Publicado em 9 de março de 2016 às 22:47 | Atualizado há 7 meses

 

Naná Vasconcelos nasceu em Recife, onde se viu envolvido desde jovem com tambores nos movimentos de maracatu, ritmo tradicional de sua região. Guiou uma carreira de mais de 50 anos na música, trabalhando ao lado de artistas de várias partes do mundo. Sua maestria em criar ambientes e imagens através da percussão garantiu sua presença em grandes clássicos da música brasileira.

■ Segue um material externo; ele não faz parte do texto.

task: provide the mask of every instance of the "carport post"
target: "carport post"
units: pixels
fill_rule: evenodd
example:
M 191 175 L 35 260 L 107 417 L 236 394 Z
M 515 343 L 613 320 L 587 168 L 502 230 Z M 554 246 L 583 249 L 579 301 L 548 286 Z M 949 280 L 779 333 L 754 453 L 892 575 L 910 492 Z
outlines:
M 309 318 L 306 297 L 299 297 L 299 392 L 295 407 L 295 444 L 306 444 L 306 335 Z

O estudo do berimbau e de suas possibilidades sonoras é uma das grandes habilidades do artista, e pode ser sentido através do disco ‘Saudade’, de 1980, seu trabalho mais conhecido mundialmente, no qual é acompanhado pelas cordas do mineiro Egberto Gismonti e pela Orquestra Sinfônica da cidade de Stuttgart, na Alemanha.

Em sua longa carreira internacional, fez parceria com vários músicos, principalmente nos Estados Unidos. Influenciou no conceito de ‘música ambiente’, participando de discos de Brian Eno e Jon Hassell. Compôs em 2013 a trilha sonora do longa-metragem em animação ‘O menino e o mundo’, filme indicado ao Óscar em 2016. Naná Vasconcelos morreu na manhã da última quarta-feira. Ele estava internado há dez dias em Recife, onde passou nos últimos dois anos por tratamentos de rádio e quimioterapia em uma batalha contra o câncer de pulmão. Mesmo doente, participou da abertura do último carnaval de Recife. Em 2015 recebeu o título de doutor honoris causa  da Universidade Federal Rural de Pernambuco.

Nos Estados Unidos, Naná caiu direto na nata do jazz, provando que sempre viveu a música de forma intuitiva. Em entrevista cedida por Naná em junho de 2015 ao jornalista Guilherme Espir, do site ‘La Parola’, ele revela como se observava como músico no cenário artístico agitado dos EUA, onde teve que improvisar muito. “Não tive processo de adaptação, eu não cheguei lá tocando isso depois toquei aquilo. Foi assim: vai meu filho! Um processo bem espontâneo e que precisou ser rápido”. Naná atribui seu sucesso à maneira peculiar como ele explorava o sentido da percussão e dos instrumentos na música. “Eu tinha uma coisa que eles não tinham, por isso eu estava fazendo sucesso lá. Eles nunca tinham visto uma coisa dessas”.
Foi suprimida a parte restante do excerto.